Molecular and Cellular Biology ◽

10.1128/mcb.01140-09 ◽

2009 ◽

Vol 30 (1) ◽

pp. 319-332 ◽

Cited By ~ 113

Author(s):

James A. Toombs ◽

Blake R. McCarty ◽

Eric D. Ross

Keyword(s):

Amino Acid ◽

Amino Acid Composition ◽

Amyloid Formation ◽

Yeast Prion ◽

Hydrophobic Residues ◽

Predictive Methods ◽

Infectious Proteins ◽

Β Sheet ◽

Eukaryotic Genomes

ABSTRACT Numerous prions (infectious proteins) have been identified in yeast that result from the conversion of soluble proteins into β-sheet-rich amyloid-like protein aggregates.
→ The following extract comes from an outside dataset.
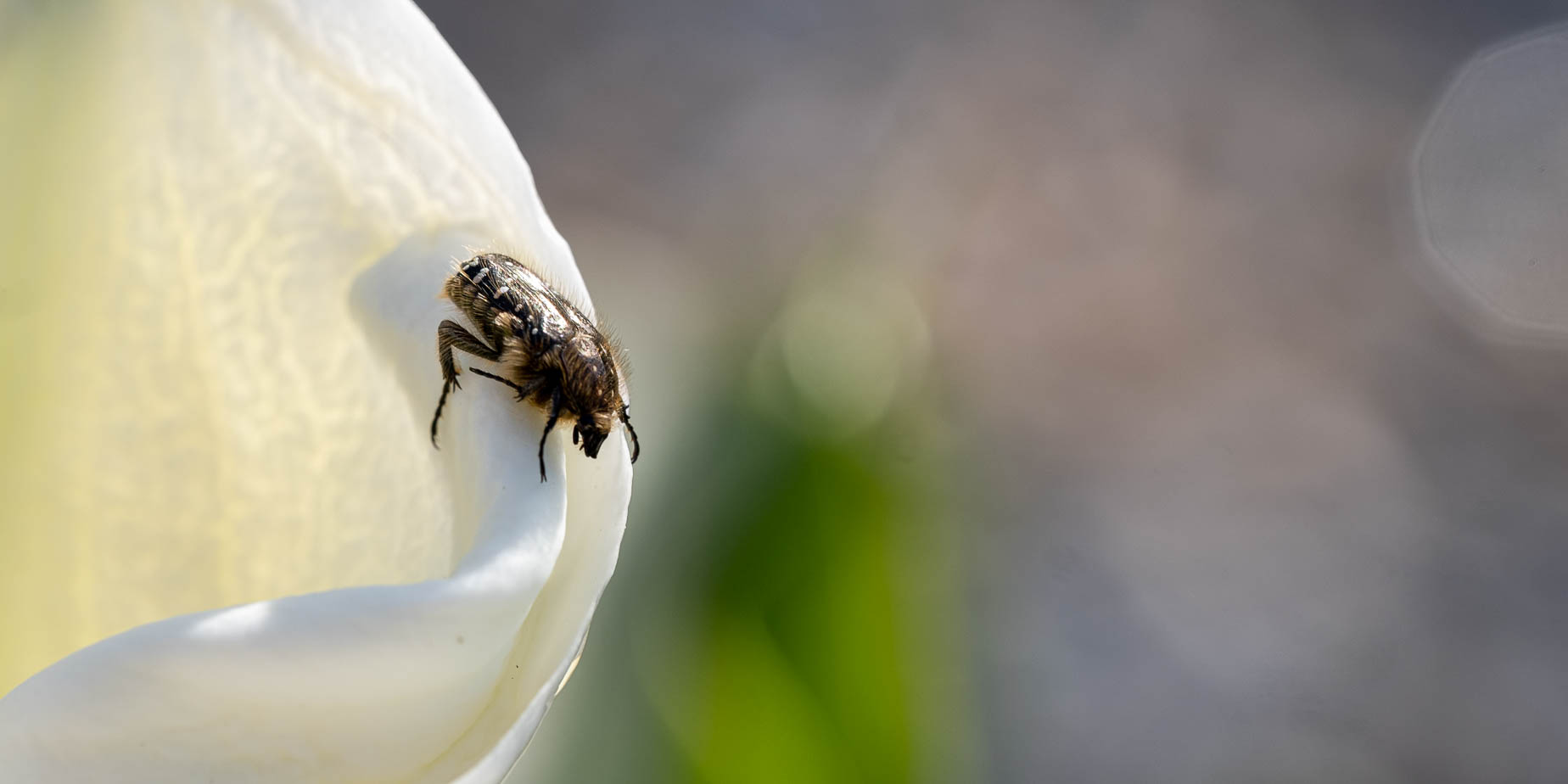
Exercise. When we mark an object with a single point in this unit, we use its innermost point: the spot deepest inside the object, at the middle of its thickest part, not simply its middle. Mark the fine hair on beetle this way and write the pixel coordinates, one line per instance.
(547, 351)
Yeast prion formation is driven primarily by amino acid composition. However, yeast prion domains are generally lacking in the bulky hydrophobic residues most strongly associated with amyloid formation and are instead enriched in glutamines and asparagines. Glutamine/asparagine-rich domains are thought to be involved in both disease-related and beneficial amyloid formation. These domains are overrepresented in eukaryotic genomes, but predictive methods have not yet been developed to efficiently distinguish between prion and nonprion glutamine/asparagine-rich domains. We have developed a novel in vivo assay to quantitatively assess how composition affects prion formation. Using our results, we have defined the compositional features that promote prion formation, allowing us to accurately distinguish between glutamine/asparagine-rich domains that can form prion-like aggregates and those that cannot. Additionally, our results explain why traditional amyloid prediction algorithms fail to accurately predict amyloid formation by the glutamine/asparagine-rich yeast prion domains.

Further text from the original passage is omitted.